Her eyes searched his. “What?”
“I won’t be finishing veterinary school. My family needs me here. Mom can’t manage the farm by herself and Jim and Becky, well, they’re just too young.”
Her hands move to her mouth, eyes widening.
He holds her face in his hands. “Everyone understood I never wanted to take over the farm.” There is anger in his voice. “When the time came, Jim would take over, but that’s ten years away.” Fighting tears, he looks out over the valley. His voice softens. “I never saw this coming.
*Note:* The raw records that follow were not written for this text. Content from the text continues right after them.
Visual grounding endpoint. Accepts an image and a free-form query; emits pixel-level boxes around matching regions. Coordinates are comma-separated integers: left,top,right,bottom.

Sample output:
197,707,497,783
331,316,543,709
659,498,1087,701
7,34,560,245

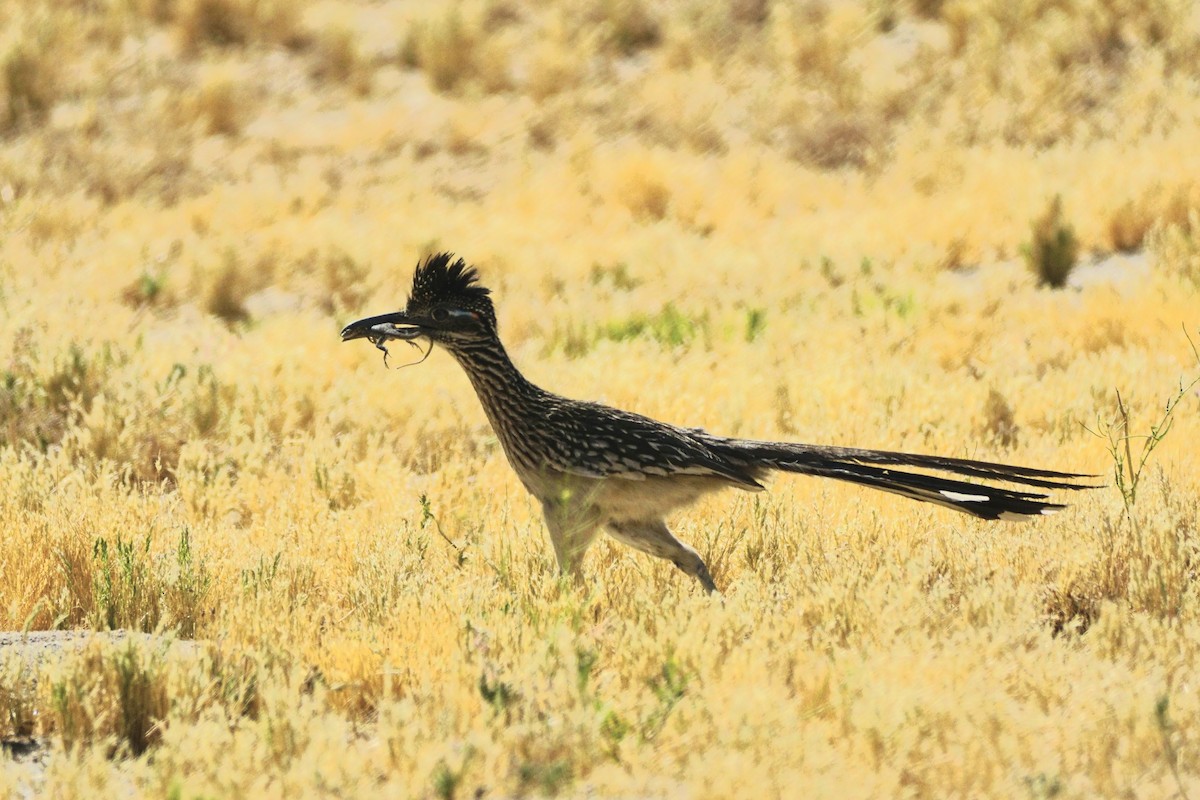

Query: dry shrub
980,389,1021,449
185,64,251,136
175,0,306,50
402,1,511,92
311,25,373,95
48,637,170,756
0,11,67,133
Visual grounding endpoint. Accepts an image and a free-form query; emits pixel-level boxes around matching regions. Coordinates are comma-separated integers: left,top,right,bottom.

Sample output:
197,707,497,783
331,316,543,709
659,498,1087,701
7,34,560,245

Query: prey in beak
342,311,433,367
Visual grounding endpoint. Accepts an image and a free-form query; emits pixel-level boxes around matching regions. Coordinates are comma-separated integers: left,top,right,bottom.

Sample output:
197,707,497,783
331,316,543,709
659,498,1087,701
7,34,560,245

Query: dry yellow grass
0,0,1200,798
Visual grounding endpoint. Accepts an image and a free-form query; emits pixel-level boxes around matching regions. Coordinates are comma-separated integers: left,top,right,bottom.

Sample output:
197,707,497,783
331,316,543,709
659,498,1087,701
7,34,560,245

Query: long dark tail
706,439,1097,519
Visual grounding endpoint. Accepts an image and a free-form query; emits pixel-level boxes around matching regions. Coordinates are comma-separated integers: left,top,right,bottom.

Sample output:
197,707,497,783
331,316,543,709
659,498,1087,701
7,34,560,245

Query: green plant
1021,194,1079,289
1090,331,1200,519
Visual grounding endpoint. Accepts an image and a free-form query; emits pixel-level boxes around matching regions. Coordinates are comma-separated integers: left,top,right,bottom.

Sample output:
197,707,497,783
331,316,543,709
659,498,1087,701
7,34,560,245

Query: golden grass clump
0,0,1200,799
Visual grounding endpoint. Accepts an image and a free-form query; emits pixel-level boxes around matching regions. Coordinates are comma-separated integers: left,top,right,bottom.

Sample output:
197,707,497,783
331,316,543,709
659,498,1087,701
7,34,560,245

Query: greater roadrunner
342,253,1091,591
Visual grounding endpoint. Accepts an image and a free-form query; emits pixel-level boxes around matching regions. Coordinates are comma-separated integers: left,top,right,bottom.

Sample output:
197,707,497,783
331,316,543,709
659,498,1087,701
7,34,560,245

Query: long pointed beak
342,311,424,342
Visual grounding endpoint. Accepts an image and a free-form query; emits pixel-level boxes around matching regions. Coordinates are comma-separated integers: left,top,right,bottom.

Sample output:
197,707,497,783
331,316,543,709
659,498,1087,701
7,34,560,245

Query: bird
341,252,1096,593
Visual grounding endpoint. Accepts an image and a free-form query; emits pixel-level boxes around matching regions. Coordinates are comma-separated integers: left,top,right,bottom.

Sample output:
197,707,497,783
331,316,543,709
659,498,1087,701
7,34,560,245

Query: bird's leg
542,492,600,582
608,519,716,594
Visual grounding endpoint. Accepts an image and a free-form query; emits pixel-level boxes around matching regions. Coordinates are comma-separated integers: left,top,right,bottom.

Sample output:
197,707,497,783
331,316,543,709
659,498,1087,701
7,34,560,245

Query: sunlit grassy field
0,0,1200,799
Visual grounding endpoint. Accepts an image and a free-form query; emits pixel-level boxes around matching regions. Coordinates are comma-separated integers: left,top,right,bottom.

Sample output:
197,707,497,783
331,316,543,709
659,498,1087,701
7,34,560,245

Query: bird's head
342,253,496,353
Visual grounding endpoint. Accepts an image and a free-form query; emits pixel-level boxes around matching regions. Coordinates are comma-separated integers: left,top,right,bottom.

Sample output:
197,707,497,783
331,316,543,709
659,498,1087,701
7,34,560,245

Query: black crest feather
408,253,491,306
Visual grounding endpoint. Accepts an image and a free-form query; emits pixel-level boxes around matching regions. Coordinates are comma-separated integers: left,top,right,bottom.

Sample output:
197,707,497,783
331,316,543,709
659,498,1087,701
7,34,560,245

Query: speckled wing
544,403,763,491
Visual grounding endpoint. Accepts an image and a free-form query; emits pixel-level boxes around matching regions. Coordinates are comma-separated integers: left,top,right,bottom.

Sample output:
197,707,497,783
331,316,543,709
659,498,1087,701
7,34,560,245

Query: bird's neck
451,339,546,429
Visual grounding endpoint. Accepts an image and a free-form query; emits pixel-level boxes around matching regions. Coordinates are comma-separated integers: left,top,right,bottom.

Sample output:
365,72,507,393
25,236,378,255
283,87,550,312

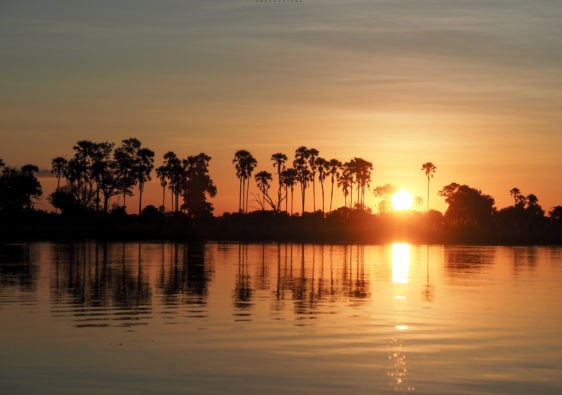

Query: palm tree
156,166,168,211
164,151,184,212
328,159,342,211
271,152,287,211
50,156,67,191
421,162,437,211
307,148,319,212
293,146,311,215
339,160,355,208
255,170,273,210
338,166,353,207
315,157,330,215
509,187,525,207
281,167,297,215
135,148,154,215
350,158,373,208
232,150,258,212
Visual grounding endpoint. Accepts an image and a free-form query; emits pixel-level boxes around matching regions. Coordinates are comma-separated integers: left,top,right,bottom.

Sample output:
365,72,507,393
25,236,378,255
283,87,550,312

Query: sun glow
392,189,414,211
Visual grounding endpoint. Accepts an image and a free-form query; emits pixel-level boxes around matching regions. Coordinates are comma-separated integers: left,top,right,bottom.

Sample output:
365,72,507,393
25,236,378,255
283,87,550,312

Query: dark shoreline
0,211,562,246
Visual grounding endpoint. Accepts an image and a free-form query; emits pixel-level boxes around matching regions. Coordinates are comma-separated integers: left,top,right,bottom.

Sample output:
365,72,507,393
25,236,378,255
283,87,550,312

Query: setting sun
392,189,414,210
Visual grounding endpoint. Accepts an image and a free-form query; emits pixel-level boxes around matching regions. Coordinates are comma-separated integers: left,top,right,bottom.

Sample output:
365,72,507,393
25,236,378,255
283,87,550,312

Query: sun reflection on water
386,243,415,394
392,243,410,284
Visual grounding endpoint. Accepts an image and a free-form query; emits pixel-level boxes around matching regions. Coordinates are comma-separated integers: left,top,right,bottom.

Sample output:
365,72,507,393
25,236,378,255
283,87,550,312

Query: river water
0,242,562,394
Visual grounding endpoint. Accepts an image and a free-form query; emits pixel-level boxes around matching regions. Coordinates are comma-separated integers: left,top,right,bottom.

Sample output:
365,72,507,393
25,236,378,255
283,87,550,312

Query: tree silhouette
135,148,154,215
315,157,330,215
303,148,319,212
373,184,396,214
421,162,437,211
163,151,184,212
181,153,217,218
232,150,258,213
51,156,67,191
338,162,353,207
350,158,373,209
156,165,168,211
329,159,342,212
509,187,526,207
271,152,287,211
255,170,275,210
0,162,42,213
281,167,297,215
439,182,495,234
293,146,312,215
113,138,137,210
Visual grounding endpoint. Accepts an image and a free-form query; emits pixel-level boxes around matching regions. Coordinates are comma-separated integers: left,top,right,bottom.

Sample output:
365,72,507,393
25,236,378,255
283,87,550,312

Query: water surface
0,242,562,394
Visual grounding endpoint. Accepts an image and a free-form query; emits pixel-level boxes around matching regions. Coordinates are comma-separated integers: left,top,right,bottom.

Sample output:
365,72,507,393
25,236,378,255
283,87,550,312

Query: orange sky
0,0,562,214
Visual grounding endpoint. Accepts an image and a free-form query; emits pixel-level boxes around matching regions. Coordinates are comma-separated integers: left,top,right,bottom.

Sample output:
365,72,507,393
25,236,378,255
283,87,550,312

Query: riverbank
0,210,562,245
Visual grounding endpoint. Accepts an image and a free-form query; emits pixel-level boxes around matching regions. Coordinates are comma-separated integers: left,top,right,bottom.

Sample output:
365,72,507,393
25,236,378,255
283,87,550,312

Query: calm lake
0,242,562,395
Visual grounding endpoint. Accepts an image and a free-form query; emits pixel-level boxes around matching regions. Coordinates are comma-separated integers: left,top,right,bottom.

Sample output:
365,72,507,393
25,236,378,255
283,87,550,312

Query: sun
392,189,414,211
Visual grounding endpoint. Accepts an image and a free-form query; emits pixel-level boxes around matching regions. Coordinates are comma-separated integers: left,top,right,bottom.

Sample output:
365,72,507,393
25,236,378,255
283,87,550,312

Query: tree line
0,138,562,241
50,138,217,218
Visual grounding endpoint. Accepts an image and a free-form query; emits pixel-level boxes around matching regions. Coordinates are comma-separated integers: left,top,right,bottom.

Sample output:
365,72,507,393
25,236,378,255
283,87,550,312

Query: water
0,242,562,394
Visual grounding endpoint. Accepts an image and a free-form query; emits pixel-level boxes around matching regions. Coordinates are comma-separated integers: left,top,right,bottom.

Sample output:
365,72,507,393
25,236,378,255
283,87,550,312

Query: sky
0,0,562,214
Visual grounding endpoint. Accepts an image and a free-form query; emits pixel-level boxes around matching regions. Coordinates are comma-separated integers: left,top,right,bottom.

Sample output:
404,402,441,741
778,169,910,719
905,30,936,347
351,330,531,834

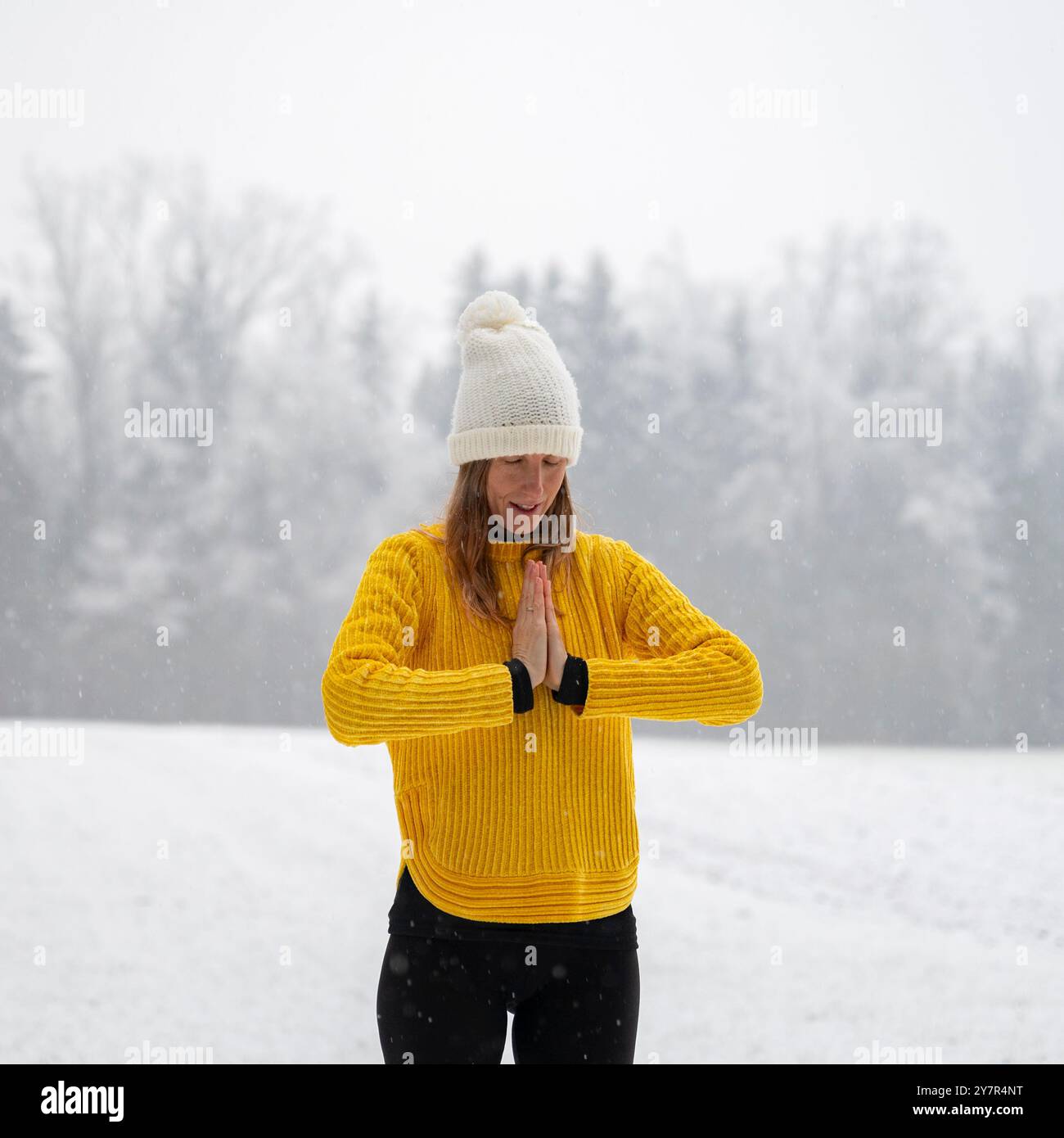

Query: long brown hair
419,458,583,627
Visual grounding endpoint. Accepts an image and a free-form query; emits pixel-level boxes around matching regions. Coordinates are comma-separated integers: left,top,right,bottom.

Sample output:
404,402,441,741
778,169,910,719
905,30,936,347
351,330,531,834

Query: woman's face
487,454,569,533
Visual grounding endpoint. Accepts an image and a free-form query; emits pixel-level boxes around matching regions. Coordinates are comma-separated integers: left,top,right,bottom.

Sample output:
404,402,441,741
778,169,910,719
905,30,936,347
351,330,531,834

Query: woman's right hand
513,561,546,688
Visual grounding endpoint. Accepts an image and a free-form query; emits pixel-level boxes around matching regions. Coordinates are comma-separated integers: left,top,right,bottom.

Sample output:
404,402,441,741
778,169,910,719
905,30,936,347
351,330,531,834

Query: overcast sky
0,0,1064,359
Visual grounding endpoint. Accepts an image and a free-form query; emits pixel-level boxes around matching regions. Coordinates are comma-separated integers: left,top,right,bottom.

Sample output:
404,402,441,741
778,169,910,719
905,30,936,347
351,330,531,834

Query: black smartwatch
551,656,587,703
505,657,534,715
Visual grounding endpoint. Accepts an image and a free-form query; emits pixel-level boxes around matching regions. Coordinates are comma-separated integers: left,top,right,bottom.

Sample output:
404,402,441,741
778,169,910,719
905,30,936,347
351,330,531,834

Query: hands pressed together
513,561,569,692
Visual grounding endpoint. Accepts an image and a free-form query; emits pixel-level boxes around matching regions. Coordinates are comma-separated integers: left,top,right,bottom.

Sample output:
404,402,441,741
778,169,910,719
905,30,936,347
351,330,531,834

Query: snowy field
0,719,1064,1064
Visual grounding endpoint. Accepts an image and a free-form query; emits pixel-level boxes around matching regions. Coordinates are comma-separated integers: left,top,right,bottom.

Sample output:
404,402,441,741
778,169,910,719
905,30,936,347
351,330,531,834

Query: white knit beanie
447,290,584,467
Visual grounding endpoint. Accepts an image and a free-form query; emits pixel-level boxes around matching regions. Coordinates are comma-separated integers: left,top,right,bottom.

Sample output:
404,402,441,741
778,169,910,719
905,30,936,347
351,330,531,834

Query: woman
322,291,761,1064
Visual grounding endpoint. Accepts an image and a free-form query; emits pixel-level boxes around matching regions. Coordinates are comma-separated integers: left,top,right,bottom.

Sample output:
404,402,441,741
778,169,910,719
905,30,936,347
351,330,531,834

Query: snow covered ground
0,719,1064,1063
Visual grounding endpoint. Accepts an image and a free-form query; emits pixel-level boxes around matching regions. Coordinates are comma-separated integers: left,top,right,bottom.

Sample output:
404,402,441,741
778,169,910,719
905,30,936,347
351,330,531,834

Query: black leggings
376,934,639,1064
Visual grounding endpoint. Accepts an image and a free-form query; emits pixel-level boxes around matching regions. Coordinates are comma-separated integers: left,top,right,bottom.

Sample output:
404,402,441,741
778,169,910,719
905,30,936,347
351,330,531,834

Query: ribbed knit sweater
322,522,763,923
I’m sorry.”
The air becomes still, the sound of a train can be heard in the distance; its rhythmic thrusts quietly fading into the hills beyond the city. Closer, the timorous beat of the Monarch’s wings taunts their ears. The wind stirs, the leaves rustle and the swing sways to its own creaking rhythm.
Paul breaks away, turns toward the maple. Without facing her, he snaps a twig from a branch. “I can’t stand to see any living creature suffer” He walks over and frees the butterfly from its tawny, sweet prison. He holds it in his hands, briefly, and gently tosses it into the air. It circles his head and darts away. He turns back to Claire. “I love you, with all my heart, but won’t hold you to our pledge of marriage.”
“Paul…”
“No, let me finish. Our house, here on the hill; my practice with your father…none of it will ever come about. You’d be a farmer’s wife with ready-made kids and a live-in mother-in-law. It’s not what I wanted for us - neither of us expected; but it’s what I have to do. If you say no, walk away, I’ll understand.”
She moves to embrace him, silencing his lips with her fingers. The touch, delicate as the kiss of a butterfly.